A High-Performance, Multi-Tenant RAG Platform.

License Python TypeScript Docker

📖 Overview

RAG Factory is a robust, production-ready Retrieval-Augmented Generation (RAG) system designed for scalability and precision. It features a microservices architecture separating the RAG Engine (Python/FastAPI) from the Platform API (Node.js/NestJS), ensuring modularity and performance.

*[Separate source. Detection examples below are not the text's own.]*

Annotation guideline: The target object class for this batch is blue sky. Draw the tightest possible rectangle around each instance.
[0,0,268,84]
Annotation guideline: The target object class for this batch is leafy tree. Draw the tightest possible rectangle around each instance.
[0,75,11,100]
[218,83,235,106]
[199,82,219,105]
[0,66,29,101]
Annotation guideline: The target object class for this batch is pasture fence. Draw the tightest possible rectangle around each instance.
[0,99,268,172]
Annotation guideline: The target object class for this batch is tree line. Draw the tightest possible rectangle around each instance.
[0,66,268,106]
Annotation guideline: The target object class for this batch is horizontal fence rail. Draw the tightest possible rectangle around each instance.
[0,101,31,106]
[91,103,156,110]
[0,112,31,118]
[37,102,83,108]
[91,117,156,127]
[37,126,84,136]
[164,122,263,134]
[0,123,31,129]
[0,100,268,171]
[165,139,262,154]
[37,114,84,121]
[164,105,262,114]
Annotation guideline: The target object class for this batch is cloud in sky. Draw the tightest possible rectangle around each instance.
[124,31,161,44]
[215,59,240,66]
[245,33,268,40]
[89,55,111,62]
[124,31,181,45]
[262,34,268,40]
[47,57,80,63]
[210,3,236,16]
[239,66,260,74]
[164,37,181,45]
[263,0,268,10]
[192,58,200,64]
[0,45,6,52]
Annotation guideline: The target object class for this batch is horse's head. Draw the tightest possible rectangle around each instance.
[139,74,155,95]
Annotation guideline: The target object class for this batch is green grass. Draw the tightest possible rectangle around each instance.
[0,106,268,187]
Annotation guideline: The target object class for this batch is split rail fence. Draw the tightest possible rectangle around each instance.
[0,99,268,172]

The system is model-agnostic, supporting Ollama, Google Gemini, and OpenAI, allowing flexibility between local privacy-focused models and powerful cloud-based LLMs.

✨ Key Features

  • 🧠 Advanced RAG Engine:

    • Hybrid Search: Combines semantic search (embeddings) with lexical search (keyword scoring) for superior recall.
    • Context Expansion: Automatically retrieves neighboring chunks to provide better context to the LLM.
    • Anti-Hallucination: Strict validation logic ensures answers are grounded in the provided documents.
    • Multi-Model Support: Seamlessly switch between Ollama (local), Gemini, and OpenAI.
  • 🏗️ Scalable Architecture:

    • Multi-Tenancy: Built-in support for multiple workspaces and isolated document sets.
    • Async Ingestion: Celery + Redis pipeline for processing large documents without blocking.
    • Microservices:
      • apps/engine: Python core for RAG logic.
      • apps/platform: NestJS API for management and orchestration.

Core Concepts

1. Service Tokens

Authentication is handled via Service Tokens. Clients must first generate a token to interact with the API. This token scopes access to specific resources.

2. Workspaces

Data is organized into Workspaces. A workspace acts as an isolated container for documents. Ingestion and retrieval are strictly scoped to a workspace, ensuring data privacy and multi-tenancy support.

3. Query & Retrieval

The query engine uses a multi-stage pipeline:

  1. Hybrid Retrieval: Fetches documents using both vector similarity and keyword matching.
  2. Re-ranking: Re-orders results to prioritize the most relevant chunks.
  3. Synthesis: The LLM generates an answer based exclusively on the retrieved context.

🚀 Getting Started

Prerequisites

  • Docker & Docker Compose
  • Git

1. Clone the Repository

git clone https://github.com/mdiniz97/rag-factory.git
cd rag-factory

2. Configuration

Create a .env file in apps/engine (or use the provided example):

cp apps/engine/.env.example apps/engine/.env

Model Configuration (apps/engine/.env):

You can configure the provider by setting LLM_PROVIDER and EMBEDDING_PROVIDER.

Example for Gemini:

GOOGLE_API_KEY=your_gemini_api_key
LLM_PROVIDER=gemini
EMBEDDING_PROVIDER=gemini

Example for OpenAI:

OPENAI_API_KEY=your_openai_api_key
LLM_PROVIDER=openai
EMBEDDING_PROVIDER=openai

Example for Ollama (Local):

LLM_PROVIDER=ollama
EMBEDDING_PROVIDER=ollama
OLLAMA_BASE_URL=http://host.docker.internal:11434

3. Run with Docker

We provide three Docker Compose configurations to suit different needs:

File Purpose
docker-compose.yml Standard Development. Runs the full stack (Engine, Platform, Worker) locally.
docker-compose.infra.yml Infrastructure Only. Runs only the databases (Postgres, Redis, Qdrant, MinIO). Useful if you want to run the apps locally for debugging.
docker-compose.full.yml Production/Full. Similar to standard but can be extended for production deployments with additional services if needed.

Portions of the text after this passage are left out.